Ask the Expert: Social Security and pensions

If you worked mostly in jobs not covered by Social Security, your benefit is reduced. Credit: iStock
Yes. You're subject to the 1983 Windfall Elimination Provision, a rule that affects teachers, policemen, firefighters and other workers who receive pensions from government jobs in which they weren't required to pay Social Security taxes. The Social Security Administration uses a special formula to calculate your benefits. The goal isn't to penalize you, but to eliminate an unfair advantage you'd otherwise enjoy over nongovernment workers.

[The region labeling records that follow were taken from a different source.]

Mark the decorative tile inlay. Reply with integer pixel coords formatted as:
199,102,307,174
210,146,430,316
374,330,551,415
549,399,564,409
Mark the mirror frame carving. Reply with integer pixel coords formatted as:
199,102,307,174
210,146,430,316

Under the standard Social Security formula, lower-paid workers receive a bigger percentage of their pre-retirement earnings than higher-paid people. For example, a lower-paid worker's Social Security benefit can equal 55 percent of his pre-retirement earnings, while a highly paid worker's benefit, on average, equals only 25 percent of his pre-retirement earnings. When this formula was used to calculate the benefits of people who worked mainly in jobs not covered by Social Security, it treated them as if they were long-term, low-wage workers in nongovernment jobs. The result: They got the advantage of a Social Security benefit that represented a higher percentage of their pre-retirement earnings, plus a pension from a job where they didn't pay Social Security taxes.
The Windfall Elimination Provision formula is designed to eliminate that advantage without penalizing you. The reduction in your Social Security benefit can't exceed 50 percent of the amount of your pension that's based on post-1956 earnings on which you didn't pay Social Security taxes.